O desafio da liberdade
Revista Veja, 06/05/2009.
Além de romancista, Françoise Sagan é filósofa. Na entrevista que ela me deu, perguntei o que é a liberdade. Sagan respondeu com a seguinte frase: “Ser livre é querer o que a gente pode”. De imediato eu não entendi.
Recentemente, no Consultório Sentimental, respondi a uma leitora cuja história ilustra a frase. Apesar de casada, não resiste ao ímpeto de seduzir, empenhando-se em conquistar outros homens. Aproxima-se até conseguir. Não faz sexo, só procura despertar o sentimento amoroso. Quer o pretendente aos seus pés.
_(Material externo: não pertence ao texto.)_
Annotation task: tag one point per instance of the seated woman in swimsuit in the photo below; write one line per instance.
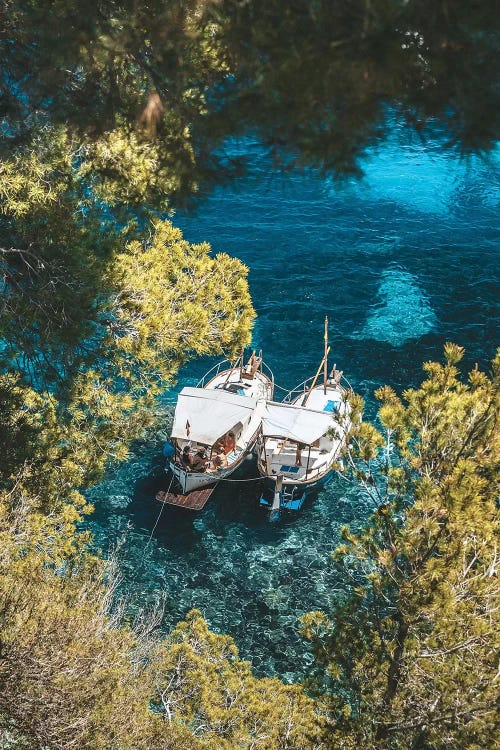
(229, 442)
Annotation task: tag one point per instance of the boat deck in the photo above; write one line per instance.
(195, 500)
(258, 386)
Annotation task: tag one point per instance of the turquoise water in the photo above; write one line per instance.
(400, 262)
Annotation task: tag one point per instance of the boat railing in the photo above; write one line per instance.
(306, 384)
(226, 364)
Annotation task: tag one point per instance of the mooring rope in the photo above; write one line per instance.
(159, 516)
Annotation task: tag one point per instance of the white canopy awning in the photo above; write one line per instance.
(295, 422)
(205, 415)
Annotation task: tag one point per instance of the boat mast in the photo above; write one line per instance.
(325, 361)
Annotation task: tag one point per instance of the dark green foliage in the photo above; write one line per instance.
(322, 80)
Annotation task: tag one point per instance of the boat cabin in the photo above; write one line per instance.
(296, 442)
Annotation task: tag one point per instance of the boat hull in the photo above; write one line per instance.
(194, 480)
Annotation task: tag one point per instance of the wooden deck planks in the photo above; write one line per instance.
(195, 500)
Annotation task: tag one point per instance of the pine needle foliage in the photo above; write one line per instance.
(408, 659)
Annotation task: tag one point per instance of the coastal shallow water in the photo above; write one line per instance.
(400, 262)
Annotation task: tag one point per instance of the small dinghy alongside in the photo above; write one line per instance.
(215, 427)
(302, 439)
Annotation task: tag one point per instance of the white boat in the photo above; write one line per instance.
(215, 427)
(302, 439)
(254, 379)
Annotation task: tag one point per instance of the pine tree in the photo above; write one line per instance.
(408, 659)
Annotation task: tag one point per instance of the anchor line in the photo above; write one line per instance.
(158, 519)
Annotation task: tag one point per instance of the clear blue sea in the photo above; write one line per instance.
(401, 262)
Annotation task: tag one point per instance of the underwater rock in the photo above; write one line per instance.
(403, 312)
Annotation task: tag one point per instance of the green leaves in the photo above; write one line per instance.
(413, 647)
Como Don Juan, esta leitora seduz pelo gosto de vencer a resistência e se afirmar. Como ele, não ama ninguém. Amor, só por si mesma. Serve-se dos homens para suscitar a paixão e se sentir vitoriosa. A sua referência é a guerra e o fim justifica os meios.
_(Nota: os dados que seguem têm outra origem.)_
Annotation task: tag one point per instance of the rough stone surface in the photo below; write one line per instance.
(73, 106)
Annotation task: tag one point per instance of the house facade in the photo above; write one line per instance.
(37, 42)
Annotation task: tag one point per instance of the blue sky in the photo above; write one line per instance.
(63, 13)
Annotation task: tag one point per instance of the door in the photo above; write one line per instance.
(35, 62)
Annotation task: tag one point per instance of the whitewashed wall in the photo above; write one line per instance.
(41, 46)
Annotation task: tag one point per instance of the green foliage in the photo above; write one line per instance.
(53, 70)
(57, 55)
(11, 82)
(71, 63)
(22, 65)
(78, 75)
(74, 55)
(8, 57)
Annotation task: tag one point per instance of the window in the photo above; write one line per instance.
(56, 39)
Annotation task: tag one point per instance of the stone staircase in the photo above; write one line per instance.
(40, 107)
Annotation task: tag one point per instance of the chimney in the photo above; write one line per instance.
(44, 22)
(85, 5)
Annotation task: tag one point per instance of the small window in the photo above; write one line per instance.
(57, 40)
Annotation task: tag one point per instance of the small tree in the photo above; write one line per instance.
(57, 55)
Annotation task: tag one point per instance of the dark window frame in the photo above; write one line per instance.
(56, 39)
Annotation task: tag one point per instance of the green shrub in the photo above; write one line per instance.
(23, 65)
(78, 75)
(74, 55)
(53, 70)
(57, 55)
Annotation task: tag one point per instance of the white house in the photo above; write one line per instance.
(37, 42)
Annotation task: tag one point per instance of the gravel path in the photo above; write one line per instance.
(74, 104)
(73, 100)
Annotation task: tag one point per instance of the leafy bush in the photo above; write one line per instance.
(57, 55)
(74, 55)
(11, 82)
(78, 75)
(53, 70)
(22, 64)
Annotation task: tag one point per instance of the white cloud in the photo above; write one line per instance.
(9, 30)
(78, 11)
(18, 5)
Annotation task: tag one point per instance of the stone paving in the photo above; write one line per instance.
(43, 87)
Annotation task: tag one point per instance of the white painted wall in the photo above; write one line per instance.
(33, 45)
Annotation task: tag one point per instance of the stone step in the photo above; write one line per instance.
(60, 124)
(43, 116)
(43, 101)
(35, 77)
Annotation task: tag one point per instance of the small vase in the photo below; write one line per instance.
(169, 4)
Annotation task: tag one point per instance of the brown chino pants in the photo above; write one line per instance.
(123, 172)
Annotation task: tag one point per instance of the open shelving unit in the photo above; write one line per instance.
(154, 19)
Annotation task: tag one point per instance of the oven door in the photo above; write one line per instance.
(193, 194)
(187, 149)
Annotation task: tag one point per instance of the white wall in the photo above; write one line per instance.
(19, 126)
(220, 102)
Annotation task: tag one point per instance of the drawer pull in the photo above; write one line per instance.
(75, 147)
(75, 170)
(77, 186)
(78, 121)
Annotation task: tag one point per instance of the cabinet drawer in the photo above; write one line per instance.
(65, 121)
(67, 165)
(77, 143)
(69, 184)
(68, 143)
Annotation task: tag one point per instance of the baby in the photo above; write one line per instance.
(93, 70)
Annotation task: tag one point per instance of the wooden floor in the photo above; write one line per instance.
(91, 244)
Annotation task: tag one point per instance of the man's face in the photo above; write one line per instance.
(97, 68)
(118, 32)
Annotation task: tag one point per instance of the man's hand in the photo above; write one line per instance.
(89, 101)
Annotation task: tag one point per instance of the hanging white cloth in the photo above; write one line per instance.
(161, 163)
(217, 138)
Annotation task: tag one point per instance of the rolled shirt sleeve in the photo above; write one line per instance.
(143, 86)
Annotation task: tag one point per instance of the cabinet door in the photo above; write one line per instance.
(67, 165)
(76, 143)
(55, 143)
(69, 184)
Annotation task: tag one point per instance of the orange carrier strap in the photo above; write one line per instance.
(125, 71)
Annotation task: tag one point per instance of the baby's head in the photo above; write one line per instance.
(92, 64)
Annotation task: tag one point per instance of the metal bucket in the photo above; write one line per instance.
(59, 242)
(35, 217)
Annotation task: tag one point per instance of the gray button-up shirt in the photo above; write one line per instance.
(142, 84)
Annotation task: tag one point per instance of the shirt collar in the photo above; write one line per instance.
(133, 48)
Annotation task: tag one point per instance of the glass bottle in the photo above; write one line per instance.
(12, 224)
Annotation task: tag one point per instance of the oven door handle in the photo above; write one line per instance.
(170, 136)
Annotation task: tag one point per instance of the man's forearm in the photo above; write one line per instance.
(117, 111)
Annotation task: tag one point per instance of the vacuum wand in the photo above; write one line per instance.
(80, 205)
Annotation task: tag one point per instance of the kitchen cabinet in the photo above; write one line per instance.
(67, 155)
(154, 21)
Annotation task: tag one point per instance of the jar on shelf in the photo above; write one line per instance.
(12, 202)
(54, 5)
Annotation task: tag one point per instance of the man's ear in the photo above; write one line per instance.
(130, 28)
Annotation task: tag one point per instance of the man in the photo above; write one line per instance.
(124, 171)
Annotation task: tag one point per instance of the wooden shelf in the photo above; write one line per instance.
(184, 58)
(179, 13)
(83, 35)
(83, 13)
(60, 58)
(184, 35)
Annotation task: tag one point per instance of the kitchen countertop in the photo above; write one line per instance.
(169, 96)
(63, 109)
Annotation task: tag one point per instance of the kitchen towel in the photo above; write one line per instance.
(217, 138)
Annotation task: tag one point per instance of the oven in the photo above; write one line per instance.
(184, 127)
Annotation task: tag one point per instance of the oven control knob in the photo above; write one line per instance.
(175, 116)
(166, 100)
Mas ela sofre com o ímpeto a que está sujeita. Sobretudo quando o seduzido se apaixona e quer uma relação que ela não pode sustentar. Conquistar é um imperativo a que obedece cegamente e não a deixa viver como deseja. Trata-se de um imperativo que impede de ser livre.
Nos termos de Françoise Sagan, ela não é livre porque quer o que não pode. Freud diria que está sujeita a uma compulsão inconsciente e esta a faz agir como um robô, entregar-se a uma caçada que não interessa e resulta num contínuo desassossego.
O fato é que, sem liberdade subjetiva, a liberdade não existe. O grande engôdo da revolução sexual dos anos sessenta foi a fantasia de que a liberação sexual era suficiente. O não à repressão foi um grande passo, também dado graças à penicilina, que acabou com o medo da sífiles, e à pílula, que nos livrou do medo da gravidez indesejada.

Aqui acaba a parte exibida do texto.